The Untouchables (1987) The film where Connery was rewarded with an AcademyAward. This was a meaty role in a film that he didn’t have to carry. This was Connery doing Connery and people liked it.

Time Bandits (1981) A small role for Connery in a quasi Monty Python film. Connery had a knack for comedy. He effectively played it straight rather than for the laughs.

Outland (1981) High Noon in outer space. Connery is the law on a post in outer space. He is trying to solve a murder but is not getting any help. The company that owns the outpost is sending someone to stop his investigation. Connery turns in an earnest performance. It’s a popcorn movie, but a solid role for Connery.

A Bridge Too Far (1977) Connery is part of a vast ensemble attempting to capture a series of bridges from the retreating Germans after D-Day.

Robin and Marian (1976) Directed by Richard Lester, the story finds Robin returning from the Crusades, disenchanted and finding Marian a nun. These are your middle aged, world weary characters of folklore. A fine coupling of Connery and Audrey Hepburn.

The Man Who Would Be King (1975) Connery and Michael Caine play two former soldiers who set themselves up as kings in a foreign land. A great buddy film, based on a story by Kipling, adapted and directed by John Huston. Caine and Connery, great friends, are terrific together.

The Wind and the Lion (1975) Written and directed by John Milius, a story of a Moroccan chieftainship kidnaps an American and her children, and the armed response by President Theodore Roosevelt. A clash of cultures with some interesting character play.

Murder on the Orient Express (1974) Connery takes an ensemble part in this Agatha Christie film. Again directed by Lumet, this is one of the best screen adaptations of a Christie mystery.

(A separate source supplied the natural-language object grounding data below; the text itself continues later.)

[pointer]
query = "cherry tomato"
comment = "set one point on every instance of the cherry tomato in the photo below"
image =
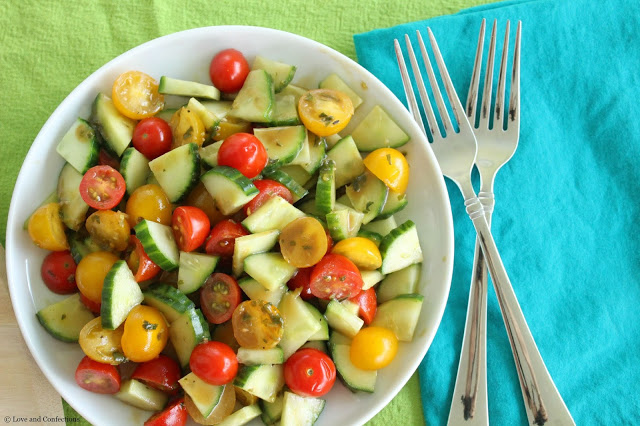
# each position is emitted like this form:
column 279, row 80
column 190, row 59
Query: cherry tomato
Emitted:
column 268, row 188
column 102, row 187
column 46, row 228
column 309, row 372
column 135, row 94
column 175, row 414
column 244, row 152
column 214, row 362
column 390, row 166
column 219, row 297
column 228, row 70
column 58, row 272
column 160, row 373
column 367, row 300
column 373, row 348
column 325, row 112
column 335, row 277
column 152, row 137
column 257, row 325
column 144, row 268
column 222, row 239
column 97, row 377
column 190, row 227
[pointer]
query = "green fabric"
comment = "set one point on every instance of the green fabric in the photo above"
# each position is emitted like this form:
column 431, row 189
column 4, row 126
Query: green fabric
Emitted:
column 47, row 48
column 566, row 218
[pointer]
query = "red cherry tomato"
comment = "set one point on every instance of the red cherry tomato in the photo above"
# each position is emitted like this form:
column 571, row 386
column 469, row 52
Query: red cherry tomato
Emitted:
column 222, row 239
column 244, row 152
column 160, row 373
column 191, row 227
column 219, row 297
column 58, row 272
column 152, row 137
column 214, row 362
column 175, row 414
column 228, row 70
column 309, row 372
column 335, row 277
column 102, row 187
column 268, row 188
column 97, row 377
column 368, row 303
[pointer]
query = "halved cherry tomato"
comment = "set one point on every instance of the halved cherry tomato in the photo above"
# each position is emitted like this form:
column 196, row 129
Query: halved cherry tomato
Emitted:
column 244, row 152
column 222, row 239
column 152, row 137
column 335, row 277
column 59, row 272
column 219, row 297
column 367, row 300
column 102, row 187
column 135, row 94
column 325, row 111
column 390, row 166
column 97, row 377
column 214, row 362
column 144, row 268
column 268, row 188
column 229, row 70
column 190, row 227
column 309, row 372
column 160, row 373
column 175, row 414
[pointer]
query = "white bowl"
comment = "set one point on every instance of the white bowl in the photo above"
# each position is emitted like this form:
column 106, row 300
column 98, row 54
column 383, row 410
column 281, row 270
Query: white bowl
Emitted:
column 186, row 55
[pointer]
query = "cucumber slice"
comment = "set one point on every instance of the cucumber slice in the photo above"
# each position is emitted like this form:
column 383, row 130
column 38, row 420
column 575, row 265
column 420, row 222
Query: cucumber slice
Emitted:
column 400, row 248
column 142, row 396
column 254, row 101
column 158, row 243
column 73, row 209
column 115, row 128
column 400, row 315
column 168, row 300
column 174, row 86
column 134, row 168
column 252, row 244
column 274, row 214
column 64, row 320
column 194, row 270
column 404, row 281
column 120, row 294
column 300, row 410
column 229, row 188
column 378, row 130
column 79, row 146
column 177, row 171
column 260, row 356
column 269, row 269
column 263, row 381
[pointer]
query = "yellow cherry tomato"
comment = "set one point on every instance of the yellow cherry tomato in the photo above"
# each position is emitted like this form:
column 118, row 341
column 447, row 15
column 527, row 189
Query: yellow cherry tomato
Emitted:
column 149, row 202
column 373, row 348
column 91, row 271
column 390, row 166
column 46, row 228
column 186, row 127
column 325, row 111
column 145, row 334
column 361, row 251
column 100, row 344
column 135, row 94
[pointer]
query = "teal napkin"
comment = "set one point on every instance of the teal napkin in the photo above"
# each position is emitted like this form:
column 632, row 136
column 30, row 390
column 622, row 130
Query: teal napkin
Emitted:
column 567, row 206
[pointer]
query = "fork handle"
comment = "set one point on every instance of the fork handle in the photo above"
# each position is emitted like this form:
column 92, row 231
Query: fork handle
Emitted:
column 543, row 403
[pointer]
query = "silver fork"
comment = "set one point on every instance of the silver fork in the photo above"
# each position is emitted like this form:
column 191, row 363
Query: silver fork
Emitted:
column 456, row 154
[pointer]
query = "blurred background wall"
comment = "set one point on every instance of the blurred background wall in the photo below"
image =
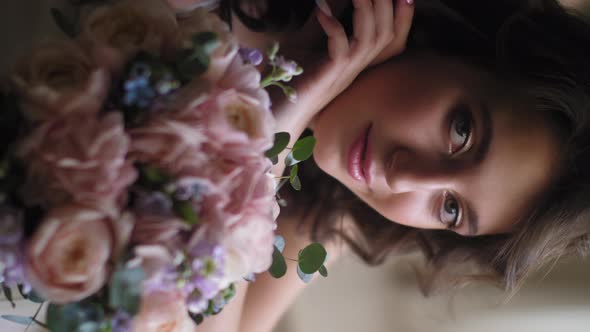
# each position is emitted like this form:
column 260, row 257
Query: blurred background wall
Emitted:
column 355, row 298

The Anderson Tapes (1971) Again directed by Lumet, this is a heist caper with ex-con Connery leading a job to rob an entire swanky apartment building. Connery channels his Bond cool into criminal mastermind cool.

The Hill (1965) A sweaty, brutal film about military prisoners. Directed by Sidney Lumet. A film of great contrast to the technicolor action of Bond.

Connery made a lot of offbeat films, he seemed drawn to unusual, non-Bond roles: Wrong is Right, Zardoz, Cuba, Highlander, The Name of the Rose, Medicine Man, A Fine Madness, Shalako.

Connery accepted many roles where he was paired with a younger woman. His virility cut across his age. Aside from this Bond films, Medicine Man, The Wind and the Lion, Cuba, Five Days One Summer and Entrapment were films where his costar and romantic interest was a much younger woman.

Sean Connery was unique among actors. He battled the Bond image his entire career. He understood that Bond made his career, but also challenged it. Bond haunted him. Most of us thought of Bond when we saw him in a role because the character made such a lasting impression. Bond was larger than life, and we thought of that when we saw Connery. Even in death.

3 thoughts on “Sean Connery Remembered

  1. I think Goldfinger is my favorite, with two great villains (the title character and “Odd Job”), and assisted by Shirley Bassey’s memorable title song. Have you seen Hitchcock’s Marnie? Not your typical Hitch, but an intriguing pairing of Connery and Tippi Hedren.


    1. I never quite bought into the movie plot of Marnie. It felt like Hitchcock was beginning to lose his way after such a great run. I do agree about Goldfinger, the franchise it it’s stride with that one.